The monetary authority has about tripled the amount of notes offered at daily auctions in 2016 and boosted yields on seven-day debt to as high as 19 percent in April as it seeks to draw more investors locally and abroad and give banks incentives to pay high interest rates on tenge deposits. The country’s benchmark interest rate is 17 percent.
Yet central bank dollar purchases are undercutting the appeal of local debt by preventing the tenge from rallying as much as other oil currencies like Russia’s ruble, said Landesbank Berlin’s Lutz Roehmeyer, who owns a small amount of Kazakh bonds and runs one of only a handful of emerging-market funds tracked by Morningstar Inc. that invests locally. As oil rallied about 70 percent from January lows, the tenge appreciated 11.5 percent in the past three months, lagging an advance of 18 percent for the ruble.
"It’s a really bad currency for foreign investors, as the carry is very small compared to others," said Roehmeyer, a Berlin-based money manager, estimating the tenge would be 10 percent stronger without central bank interference. "I’m against central bank intervening when the currency is heading to appreciation."
Central Asia’s biggest oil exporter switched to a free-floating exchange rate on Aug. 20 to boost competitiveness amid a collapse in crude prices and after currency devaluations in two of its main trading partners, China and Russia. Now, with growth and the tenge rebounding, the central bank has been active in the currency market again, this time to try to stem gains.
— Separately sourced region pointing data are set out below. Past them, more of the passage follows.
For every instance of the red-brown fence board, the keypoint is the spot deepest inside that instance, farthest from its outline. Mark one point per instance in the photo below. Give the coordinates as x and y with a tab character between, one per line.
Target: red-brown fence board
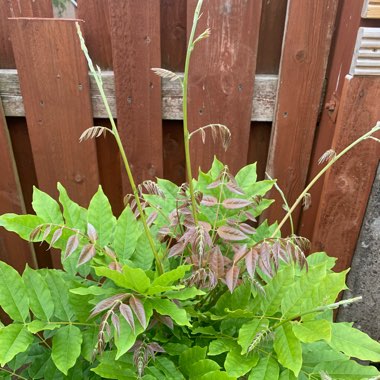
221	78
14	251
135	35
96	30
54	84
306	46
348	183
347	27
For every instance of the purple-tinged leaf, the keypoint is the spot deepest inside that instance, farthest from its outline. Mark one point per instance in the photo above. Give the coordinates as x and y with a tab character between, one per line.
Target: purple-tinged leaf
56	236
156	347
240	251
246	228
215	184
216	262
209	201
87	253
91	233
250	216
231	234
177	249
236	203
232	276
234	188
251	262
151	218
126	312
46	232
72	245
110	253
138	308
116	323
106	304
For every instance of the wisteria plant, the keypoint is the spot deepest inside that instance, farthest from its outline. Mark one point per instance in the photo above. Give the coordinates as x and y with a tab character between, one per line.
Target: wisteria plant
184	284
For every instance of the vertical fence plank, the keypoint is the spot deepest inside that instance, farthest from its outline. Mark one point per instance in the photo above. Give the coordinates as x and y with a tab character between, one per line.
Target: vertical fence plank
305	53
55	88
348	183
222	77
96	30
135	35
18	8
14	251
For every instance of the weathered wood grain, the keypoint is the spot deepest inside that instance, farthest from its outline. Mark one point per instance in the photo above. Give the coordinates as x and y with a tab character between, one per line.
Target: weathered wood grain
135	35
96	31
54	84
263	103
221	79
306	46
18	8
348	22
13	250
348	184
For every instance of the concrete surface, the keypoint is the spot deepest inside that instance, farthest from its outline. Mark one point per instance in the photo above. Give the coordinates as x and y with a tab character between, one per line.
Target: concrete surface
364	277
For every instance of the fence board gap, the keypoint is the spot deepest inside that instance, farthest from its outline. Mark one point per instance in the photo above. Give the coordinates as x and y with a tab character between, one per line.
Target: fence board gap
13	250
221	79
306	45
135	35
348	183
55	90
It bought $1.24 billion in March to avert a “sharp appreciation” it said would upset the balance of payments. Intervention data for April haven’t been released yet.
One reason policy makers have been wary about allowing the tenge to rise too quickly may be to reduce its volatility to encourage more citizens to switch their savings out of foreign currencies, which accounted for 69 percent of total deposits at the end of last year. As Kazakhs took advantage of tenge deposit rates of about 14 percent, that ratio dropped to 63 percent in March.
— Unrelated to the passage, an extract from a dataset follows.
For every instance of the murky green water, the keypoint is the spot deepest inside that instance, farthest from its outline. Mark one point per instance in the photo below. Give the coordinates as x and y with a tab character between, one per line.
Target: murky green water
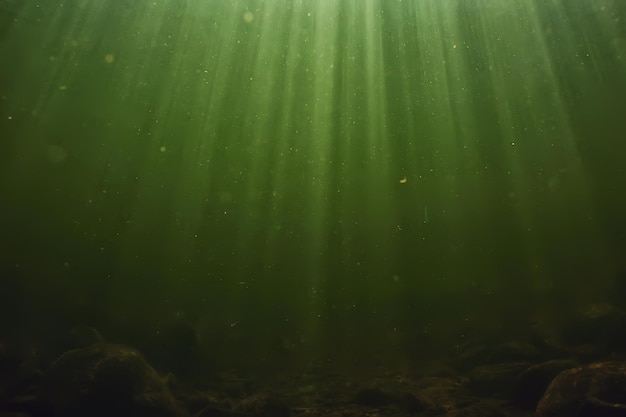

At a daily debt sale on April 20, the central bank issued 150 billion tenge ($458 million) of the notes at an annualized yield of 18.8 percent. By today’s auction, the yield on 200 billion tenge of securities fell to 15.1 percent.
While the debt is popular among local banks that need the yield to offset the cost of paying elevated interest rates to depositors, the central Asian country has found few takers among foreign fund managers, many of whom remember losses on $20 billion of debt from bank bailouts in 2009.
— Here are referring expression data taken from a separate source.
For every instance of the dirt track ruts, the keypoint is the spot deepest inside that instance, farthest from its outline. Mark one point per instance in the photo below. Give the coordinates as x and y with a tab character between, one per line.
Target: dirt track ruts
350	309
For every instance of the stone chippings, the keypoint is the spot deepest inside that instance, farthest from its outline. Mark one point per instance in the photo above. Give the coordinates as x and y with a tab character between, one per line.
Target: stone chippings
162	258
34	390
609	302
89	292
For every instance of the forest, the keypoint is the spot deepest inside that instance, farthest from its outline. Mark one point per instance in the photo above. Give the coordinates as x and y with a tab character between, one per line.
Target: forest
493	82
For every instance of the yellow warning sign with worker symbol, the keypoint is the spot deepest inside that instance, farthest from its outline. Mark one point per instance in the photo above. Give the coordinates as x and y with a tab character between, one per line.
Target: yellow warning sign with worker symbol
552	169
Risks to the economy posed by banks with a “legacy of problem loans” prompted Moody’s Investors Service to cut its ranking on the nation’s credit one level to its lowest investment-grade of Baa3 on April 22. One week later, Fitch Ratings downgraded to BBB, a step higher than Moody’s, citing government spending to keep state-owned companies afloat amid low oil prices.
Besides Roehmeyer’s Weltzins-Invest fund, Pimco’s GIS Emerging Local Bond fund has exposure to Kazakh sovereign default swaps, while Credit Suisse Group AG’s Institutional Master Fund Emerging Markets Bonds invests in state-owned grain trader National Holding KazAgro, according to Morningstar research.
The central bank is hoping high yields will woo international investors, Sabit Khakimzhanov, head of financial stability and risks at the regulator, said April 21 at a conference in Almaty. “They may want to come to Kazakhstan and earn on higher profitability and get some carry,” he said.
The central bank debt is among 121 bonds in the world from government and municipal issuers yielding 19 percent or more, according to data compiled by Bloomberg. In the developing market, Egypt Housing Bonds yield 42 percent while Egyptian treasury bills 19 percent, according to the data.
“This is a unique situation" where the currency is appreciating and yields are high, Timur Gabasov, treasurer at Centercredit Bank in Almaty said on April 20 when he bought some of the debt. Demand for the notes is coming from banks and their customers, he said.